Ancora un po’ di pazienza: a febbraio cercheremo di tirare le somme, ospitando su questo giornale anche alcuni vostri commenti, pensieri, riflessioni.

Se qualcuno si è scordato di leggere il sondaggio, ha ancora qualche giorno per farlo e per inviare la sua opinione: 

Da parecchi mesi, ma soprattutto dopo gli ultimi eventi e l’infuocata polemica su #portiaperti o #portichiusi, su come gestire immigrazione, accoglienza, integrazione, sono emerse con forza due posizioni differenti, due approcci antitetici, due soluzioni divergenti, due ricette inconciliabili.
Molti sono intervenuti sul tema, ma senza alcun dubbio, anche se non sono due competitor, i principali testimoni di questo “diverso sentire” sono stati da una parte il Ministro dell’Interno Matteo Salvini e dall’altra il Presidente della Repubblica Sergio Mattarella.

  • Matteo Salvini è il campione della fermezza, della chiusura come unico argine alla difesa identitaria, della diffidenza verso le ‘cooperative affariste e verso le Ong complici degli scafisti’.
  • Sergio Mattarella, anche nel messaggio di fine anno, invita invece al dialogo, all’equilibrio dei poteri, alla accoglienza, alla inclusione, alla cittadinanza aperta, mentre promuove il ruolo fondamentale del volontariato.

Non siamo – o non siamo ancora – allo scontro istituzionale, ma le due posizioni, le due idee di Italia non potrebbero essere più distanti. E anche su questo si orienterà il nostro voto la prossima primavera.
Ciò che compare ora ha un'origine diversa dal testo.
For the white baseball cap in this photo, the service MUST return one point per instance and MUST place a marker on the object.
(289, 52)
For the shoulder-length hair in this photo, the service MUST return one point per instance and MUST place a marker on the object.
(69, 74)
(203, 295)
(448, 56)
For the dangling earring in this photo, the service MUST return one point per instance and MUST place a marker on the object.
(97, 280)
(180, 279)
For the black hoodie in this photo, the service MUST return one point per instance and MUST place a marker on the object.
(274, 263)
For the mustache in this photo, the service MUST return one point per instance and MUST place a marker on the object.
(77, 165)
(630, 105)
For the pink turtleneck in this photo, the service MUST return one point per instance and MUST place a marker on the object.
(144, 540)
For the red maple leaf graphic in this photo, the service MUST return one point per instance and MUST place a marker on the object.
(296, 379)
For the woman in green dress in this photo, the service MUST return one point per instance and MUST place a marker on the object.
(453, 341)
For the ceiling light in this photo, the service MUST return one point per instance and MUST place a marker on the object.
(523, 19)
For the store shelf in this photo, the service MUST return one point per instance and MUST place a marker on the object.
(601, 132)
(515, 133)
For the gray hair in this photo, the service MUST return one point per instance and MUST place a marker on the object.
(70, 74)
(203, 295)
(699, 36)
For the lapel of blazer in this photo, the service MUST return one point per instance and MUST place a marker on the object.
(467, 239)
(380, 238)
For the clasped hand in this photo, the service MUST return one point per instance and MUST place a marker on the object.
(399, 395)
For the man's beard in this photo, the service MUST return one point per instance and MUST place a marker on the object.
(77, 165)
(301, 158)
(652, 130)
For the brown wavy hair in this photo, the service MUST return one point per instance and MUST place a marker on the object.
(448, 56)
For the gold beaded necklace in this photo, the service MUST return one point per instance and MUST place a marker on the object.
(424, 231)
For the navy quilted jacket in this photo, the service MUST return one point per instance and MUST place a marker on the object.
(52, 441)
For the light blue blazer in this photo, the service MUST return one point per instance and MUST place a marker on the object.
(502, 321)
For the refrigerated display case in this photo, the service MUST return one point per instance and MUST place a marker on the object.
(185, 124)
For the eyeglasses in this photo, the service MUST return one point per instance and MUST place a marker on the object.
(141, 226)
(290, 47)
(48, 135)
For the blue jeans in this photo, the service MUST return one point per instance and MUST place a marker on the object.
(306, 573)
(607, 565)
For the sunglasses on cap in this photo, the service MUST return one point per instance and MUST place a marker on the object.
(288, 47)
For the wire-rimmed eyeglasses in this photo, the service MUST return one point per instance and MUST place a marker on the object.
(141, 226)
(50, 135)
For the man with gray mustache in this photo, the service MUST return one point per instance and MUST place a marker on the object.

Mattarella e Salvini (mettiamo per ora Papa Francesco fuori classifica) sono oggi anche i due uomini politici italiani di gran lunga più esposti e popolari. Ovunque essi appaiono trovano folle acclamanti, grandi incitamenti, infiniti battimani. Entrambi, ovviamente, sostengono che le loro idee, la loro visione, ci consegnerà un Paese migliore.

Ma da che parte sta l’Italia? O, per essere un po’ più modesti, da che parte sta Ferrara?
Non fidandoci degli analisti di professione (non tutti in buona fede), ci è parso giusto proporre noi un sondaggio rivolto prioritariamente alle cittadine e ai cittadini ferraresi. Intendiamoci, non è un test scientifico, ma un modo per misurare la temperatura emotiva e ideale della nostra città.

La domanda a cui rispondere è straordinariamente semplice. E cioè:
A ) mi convince di più l’Italia proposta da Salvini
B ) mi convince di più l’Italia proposta da Mattarella

La domanda può sembrare troppo ‘grezza’, poco intelligente, addirittura provocatoria. Ma i sondaggi sono spesso crudeli: eliminando le sfumature portano a galla un bel pezzo di verità. E aiutano a fare un po’ di chiarezza. Noi almeno ce lo auguriamo.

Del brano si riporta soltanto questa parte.